When she was twelve, she gave her mother a heartfelt poem written in shaky handwriting which then sat in pride of place for the rest of her life framed in the kitchen, so that it could be shown to every friend that came round. She blushed every time, told her mother she was embarrassing her, but she secretly loved it. She was especially proud of the small drawing in the corner.

Aged fourteen, for Christmas, a collection of DVDs that she spent the whole holiday watching, tucked up with her brother on the sofa. He perfected his signature hot chocolate which she used to beg him to make for her, she learned exactly when to pass him tissues when watching his favourite films.

The year of her sixteenth, she got a beautiful silver locket and gave her brother a hand-knitted jumper to take with him to university. In the locket she put a picture of her best friends, wore it around her neck always, and smiled when she got a photograph from her brother of him shivering in his dorm room, the jumper pulled up to his nose. When the chain snapped, caught on a zip as she pulled off a shirt at the end of a long day, she cried and kept the locket safely in her bedside cabinet until her father went with her to buy a new one.

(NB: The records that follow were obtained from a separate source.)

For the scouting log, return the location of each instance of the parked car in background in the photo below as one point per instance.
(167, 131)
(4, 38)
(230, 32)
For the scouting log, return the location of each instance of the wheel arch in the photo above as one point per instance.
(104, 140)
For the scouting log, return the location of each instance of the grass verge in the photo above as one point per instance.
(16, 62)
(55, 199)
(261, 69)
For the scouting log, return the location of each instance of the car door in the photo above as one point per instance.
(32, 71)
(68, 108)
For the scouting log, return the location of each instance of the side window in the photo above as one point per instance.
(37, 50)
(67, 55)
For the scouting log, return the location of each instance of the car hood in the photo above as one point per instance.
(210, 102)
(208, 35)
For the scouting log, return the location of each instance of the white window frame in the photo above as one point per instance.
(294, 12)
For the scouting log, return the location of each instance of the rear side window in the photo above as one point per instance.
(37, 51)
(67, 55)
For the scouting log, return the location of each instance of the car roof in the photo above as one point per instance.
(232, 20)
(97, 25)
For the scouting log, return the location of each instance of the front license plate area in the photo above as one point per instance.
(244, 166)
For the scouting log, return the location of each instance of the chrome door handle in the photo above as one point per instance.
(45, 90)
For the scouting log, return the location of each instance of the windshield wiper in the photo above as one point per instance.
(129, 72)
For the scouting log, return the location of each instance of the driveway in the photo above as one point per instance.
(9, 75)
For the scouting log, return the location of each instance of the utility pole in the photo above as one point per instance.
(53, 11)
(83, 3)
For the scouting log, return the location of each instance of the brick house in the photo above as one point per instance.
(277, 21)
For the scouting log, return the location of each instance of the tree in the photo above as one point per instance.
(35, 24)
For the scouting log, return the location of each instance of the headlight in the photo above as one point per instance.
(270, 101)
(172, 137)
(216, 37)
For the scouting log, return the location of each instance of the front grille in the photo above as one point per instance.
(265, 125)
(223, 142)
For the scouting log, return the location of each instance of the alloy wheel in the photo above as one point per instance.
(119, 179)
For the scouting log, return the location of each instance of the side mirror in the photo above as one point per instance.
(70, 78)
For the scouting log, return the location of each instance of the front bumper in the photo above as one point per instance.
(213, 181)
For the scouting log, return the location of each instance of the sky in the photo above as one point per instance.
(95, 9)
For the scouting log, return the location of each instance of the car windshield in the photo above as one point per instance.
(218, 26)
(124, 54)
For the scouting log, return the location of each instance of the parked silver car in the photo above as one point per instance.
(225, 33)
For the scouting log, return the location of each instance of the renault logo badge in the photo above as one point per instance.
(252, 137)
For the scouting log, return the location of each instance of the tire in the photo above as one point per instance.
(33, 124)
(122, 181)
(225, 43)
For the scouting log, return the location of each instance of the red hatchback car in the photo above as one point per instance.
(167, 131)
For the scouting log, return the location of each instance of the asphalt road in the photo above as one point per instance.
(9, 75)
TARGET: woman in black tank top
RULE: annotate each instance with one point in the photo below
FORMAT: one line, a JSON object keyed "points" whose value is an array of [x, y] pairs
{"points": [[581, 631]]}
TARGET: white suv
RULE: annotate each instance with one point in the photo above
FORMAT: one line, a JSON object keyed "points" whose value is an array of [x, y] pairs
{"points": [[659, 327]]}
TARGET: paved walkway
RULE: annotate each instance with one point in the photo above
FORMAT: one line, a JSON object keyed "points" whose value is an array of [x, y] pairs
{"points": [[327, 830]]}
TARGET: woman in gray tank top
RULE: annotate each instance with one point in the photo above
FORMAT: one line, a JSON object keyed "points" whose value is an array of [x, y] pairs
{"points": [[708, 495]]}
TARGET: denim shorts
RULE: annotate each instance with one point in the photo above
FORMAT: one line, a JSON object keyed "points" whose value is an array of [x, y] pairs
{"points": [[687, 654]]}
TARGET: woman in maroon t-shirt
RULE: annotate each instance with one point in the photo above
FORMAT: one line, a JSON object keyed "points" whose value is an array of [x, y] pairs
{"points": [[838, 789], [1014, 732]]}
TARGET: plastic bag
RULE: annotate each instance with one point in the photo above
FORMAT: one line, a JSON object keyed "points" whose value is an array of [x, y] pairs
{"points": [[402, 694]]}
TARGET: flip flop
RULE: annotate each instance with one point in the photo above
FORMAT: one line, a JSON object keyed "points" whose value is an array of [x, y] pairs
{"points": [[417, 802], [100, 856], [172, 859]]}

The car that she and her parents bought together when she was eighteen was her pride and joy, bright yellow and tiny, a means of freedom that she’d never felt before. It moved with her to university some months later, changing from trips to the cinema to trips home, filled haphazardly with cushions and books. She’d never forget the jolting sensation the first time she crashed it, bumping over a pothole and into a hedge by the side of a winding country road. (Her brother never let her forget it either; He never crashed his car.)

At twenty she cried her heart out to a friend, bemoaning both her stupidness and her boyfriend’s, as she sipped from a chipped mug given to her for Christmas by her best friend some years before. The mug had been damaged when the boyfriend had done the breaking up, dropped on the counter in shock, but was still perfectly functional for holding the best cup of tea ever.

The keys she was given to her first flat at twenty-two fit perfectly in her hands, and never left her pocket, the comforting click of the lock making her feel safe in the space that was filled with her, her books and her films and her photos. Filled with notebooks bursting with stories and drawers stuffed with pens.

When she was twenty-four she gave her newborn niece the softest of teddy bears.